A family once shared a single phone, but we have become used to every member of the family having his or her personal phone, a device that is used to make phone calls almost as an afterthought.
Three companies have mobile networks in WA with many smaller companies buying bulk access wholesale and retailing it to individual customers.
The official line is that competition between the large wholesalers and smaller retailers will keep the bastards honest and ensure a good service at a reasonable rate.
It sounds good, but Telstra is the only supplier and competition is non-existent in one million square kilometres of Australia - and it isn't all in the pastoral areas.
The Australian Competition and Consumer Commission (ACCC) checks on this state of affairs periodically, especially the concept of all carriers being able to access Telstra's network if no other is available.
After the 1998 and 2005 inquiries the ACCC declared that all was well in the mobile phone business.
The current inquiry should produce a draft report by the end of March.
Optus is slowly building towers and is happy with the status quo where it will quietly grow its business, while Vodaphone believes that it makes more economic sense for the smaller players to be able to buy access from Telstra in remote areas.

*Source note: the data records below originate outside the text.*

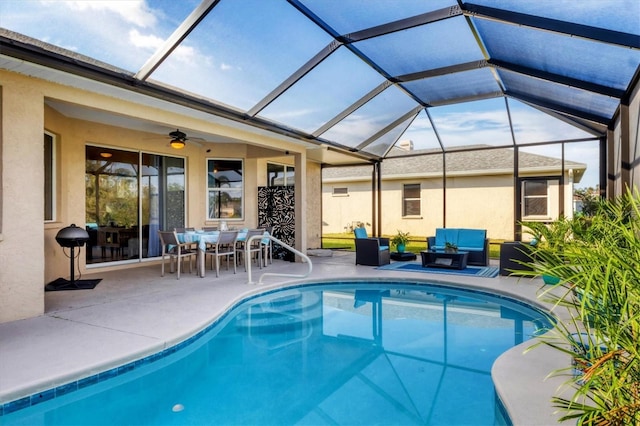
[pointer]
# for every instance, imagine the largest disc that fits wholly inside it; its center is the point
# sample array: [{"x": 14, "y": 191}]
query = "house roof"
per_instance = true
[
  {"x": 350, "y": 76},
  {"x": 481, "y": 162}
]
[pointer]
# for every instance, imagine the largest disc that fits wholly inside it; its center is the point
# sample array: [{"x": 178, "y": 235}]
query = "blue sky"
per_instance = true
[{"x": 245, "y": 49}]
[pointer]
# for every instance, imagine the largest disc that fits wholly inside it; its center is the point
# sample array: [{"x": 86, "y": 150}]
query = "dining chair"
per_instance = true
[
  {"x": 177, "y": 251},
  {"x": 255, "y": 247},
  {"x": 224, "y": 247},
  {"x": 182, "y": 230},
  {"x": 192, "y": 246}
]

But there is a proviso to Vodaphone's option, that Telstra would expect an excessive rate of return on its remote network even though much of it was built with government subsidies.
The Vodaphone solution is called "regulated roaming", where all companies could access all mobile towers, regardless of ownership, claiming that virtually every western country with large areas with low population density are using regulated roaming.
Telstra's response is that the other companies should build their own networks or leave it to Telstra to fill the void, revealing that each tower cost about $1 million to build and most in regional areas were not viable.
If the Telstra towers are not viable, getting other companies to duplicate them will make them all unviable, whereas the income paid by the other two to access the Telstra network could perhaps make the original investment a viable one.
Common sense would indicate that Telstra has built on the most profitable locations first, so its new investment would be in less profitable areas.
Likewise, Optus and Vodaphone would use the same criteria and duplicate the Telstra network, before filling in the even less profitable gaps in Telstra's coverage.
If regulated roaming were introduced and new investment from all three was based on combining to increase the area serviced, the consumers would end up being the big winners.
Under that scenario, each new tower would provide access for all three networks, with a better chance of being economically viable than under the present system.
Competition would be alive and well for the vast bulk of the Australian consumers, but rural and remote Australia would have a better service.